Dans Les larmes d'une innocente que nous soumet Maurice Dossa, c'est au personnage de Tania, héroïne de la nouvelle éponyme, que nous nous attellerons le plus. Comme nous l'avions dit, ce personnage aussi revient comme un personnage déjà connu mais avec une nouvelle touche et un destin particulier. Déjà sur la couverture, le discours que nous font les couleurs assorties à l'image de fond dit déjà long sur ce qui nous attend. Le premier détail qui frappe, c’est le visage triste de Tania qui suinte des larmes de regret, les yeux rivés dans le vide, comme pour demander au destin de quel fil l'avenir sera cousu. Juste à son front, le titre de l'œuvre écrit en bleu avec une ombre rouge discrète : le bleu étant la couleur de l'innocence et le rouge celle de la gravité ou du danger, le reflet rouge qu'on y observe nous souffle que cette fille, bien qu'innocente, sera vandalisée. Elle connaîtra beaucoup d'atrocités auxquelles ni son innocence, ni sa force enfantine ne peuvent mettre un terme. À l’extrême droit, le genre de l'œuvre se décline en lettres verticales de couleur rouge vif, tombant drues, on dirait une pluie de sang! C'est peut-être ce que renforce le rouge vif qui transcrit le nom de l'auteur dans la marge rose délavée complètement en haut de la couverture. Complètement en bas du cadre qui loge le pauvre regard geignard de Tania figure une bande rose foncé, couleur de l'amour. Tania pleure-t-elle à cause de l'amour? L'amour l'aurait-il sacrifiée malgré son jeune âge? C'est le mélange de l'amour destructeur et de l'amour manqué. Manque d'amour parental d'un côté, manque d'amour social d'un autre côté. N'est-ce pas Aïwa qui, ici, n'a plus un pagne noir à blanchir mais plutôt une énigme à résoudre? La lecture de l'œuvre nous permettra d’en savoir plus.

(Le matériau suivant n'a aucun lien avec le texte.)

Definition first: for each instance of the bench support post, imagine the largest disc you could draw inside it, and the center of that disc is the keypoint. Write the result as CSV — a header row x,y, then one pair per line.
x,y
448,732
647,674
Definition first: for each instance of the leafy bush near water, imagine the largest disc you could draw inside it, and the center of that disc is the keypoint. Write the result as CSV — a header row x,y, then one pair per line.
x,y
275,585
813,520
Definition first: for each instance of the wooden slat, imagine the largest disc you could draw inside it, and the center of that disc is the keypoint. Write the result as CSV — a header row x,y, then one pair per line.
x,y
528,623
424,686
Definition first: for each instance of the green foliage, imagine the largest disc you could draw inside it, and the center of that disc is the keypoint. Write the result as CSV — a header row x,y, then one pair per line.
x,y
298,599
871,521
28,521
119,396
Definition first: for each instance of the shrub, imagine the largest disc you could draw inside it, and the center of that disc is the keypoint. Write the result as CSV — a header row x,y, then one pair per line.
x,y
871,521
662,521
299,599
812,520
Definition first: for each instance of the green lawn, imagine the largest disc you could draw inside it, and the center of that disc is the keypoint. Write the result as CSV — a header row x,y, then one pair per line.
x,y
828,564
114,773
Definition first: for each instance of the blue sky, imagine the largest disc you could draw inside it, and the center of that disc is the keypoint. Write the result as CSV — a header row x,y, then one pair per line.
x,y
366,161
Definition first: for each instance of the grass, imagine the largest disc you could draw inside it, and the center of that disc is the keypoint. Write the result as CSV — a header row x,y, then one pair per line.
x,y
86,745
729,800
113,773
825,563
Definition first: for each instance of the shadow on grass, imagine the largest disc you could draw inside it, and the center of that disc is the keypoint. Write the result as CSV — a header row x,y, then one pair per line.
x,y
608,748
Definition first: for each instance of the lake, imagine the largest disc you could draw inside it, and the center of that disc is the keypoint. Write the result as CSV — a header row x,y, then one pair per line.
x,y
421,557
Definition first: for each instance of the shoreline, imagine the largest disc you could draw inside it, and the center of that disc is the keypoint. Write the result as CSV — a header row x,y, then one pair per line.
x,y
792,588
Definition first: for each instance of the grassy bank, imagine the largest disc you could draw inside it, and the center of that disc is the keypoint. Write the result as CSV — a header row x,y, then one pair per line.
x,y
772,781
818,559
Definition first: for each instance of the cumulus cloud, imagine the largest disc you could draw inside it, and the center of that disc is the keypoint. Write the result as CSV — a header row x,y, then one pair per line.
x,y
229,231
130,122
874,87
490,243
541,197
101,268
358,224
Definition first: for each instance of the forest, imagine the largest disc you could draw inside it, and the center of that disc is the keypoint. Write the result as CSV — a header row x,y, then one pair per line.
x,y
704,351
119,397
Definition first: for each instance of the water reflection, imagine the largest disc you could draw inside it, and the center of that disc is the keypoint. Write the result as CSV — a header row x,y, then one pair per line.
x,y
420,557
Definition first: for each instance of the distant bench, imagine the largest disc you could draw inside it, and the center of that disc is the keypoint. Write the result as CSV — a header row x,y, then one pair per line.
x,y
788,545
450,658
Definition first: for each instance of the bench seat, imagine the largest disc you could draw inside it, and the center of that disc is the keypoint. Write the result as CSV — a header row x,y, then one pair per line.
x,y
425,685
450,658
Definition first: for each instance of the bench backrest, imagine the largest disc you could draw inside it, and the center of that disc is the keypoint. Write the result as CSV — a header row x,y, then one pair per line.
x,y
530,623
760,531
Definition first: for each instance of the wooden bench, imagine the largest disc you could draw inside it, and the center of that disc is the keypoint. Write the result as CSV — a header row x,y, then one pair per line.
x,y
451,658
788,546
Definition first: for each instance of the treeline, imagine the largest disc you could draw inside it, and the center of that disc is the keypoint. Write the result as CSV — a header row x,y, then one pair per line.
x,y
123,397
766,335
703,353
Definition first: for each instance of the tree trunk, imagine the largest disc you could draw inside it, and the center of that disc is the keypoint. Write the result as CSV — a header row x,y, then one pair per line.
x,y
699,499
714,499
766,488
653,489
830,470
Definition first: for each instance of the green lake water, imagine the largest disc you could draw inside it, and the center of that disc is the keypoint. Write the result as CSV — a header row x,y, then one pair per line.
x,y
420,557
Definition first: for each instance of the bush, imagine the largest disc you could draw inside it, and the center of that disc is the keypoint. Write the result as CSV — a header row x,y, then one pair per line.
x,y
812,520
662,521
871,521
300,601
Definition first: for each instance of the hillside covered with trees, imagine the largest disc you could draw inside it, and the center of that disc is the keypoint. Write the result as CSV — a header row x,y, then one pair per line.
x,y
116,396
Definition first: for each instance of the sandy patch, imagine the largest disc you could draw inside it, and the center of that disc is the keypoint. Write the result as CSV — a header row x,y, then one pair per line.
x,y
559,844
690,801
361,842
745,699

Loin du personnage de Tania, le discours de la couverture s'applique magiquement à toutes les nouvelles constituant ce recueil: un manque qu'on déplore, un coup de destin qu'on accuse,... une peinture de la société qu’on fait comme une plaidoirie neutre.
Se cramponnant à l'intérêt social comme priorité, Maurice aborde dans cette œuvre des faits de société qui méritent d'être reconsidérés et résolus. À travers sa littérature qui s'inscrit essentiellement dans la marge de la jeunesse, il met le curseur sur les difficultés auxquelles sont confrontés les jeunes comme lui. C'est à partir de l'épanouissement de la jeunesse que Maurice pense que l'on peut développer le monde, et il n'a pas tort: la jeunesse est l'espoir de l'humanité.
Mais revenons à notre Tania! Pourquoi pleure-t-elle, mon Dieu ! Allons découvrir. Tania a besoin de nous!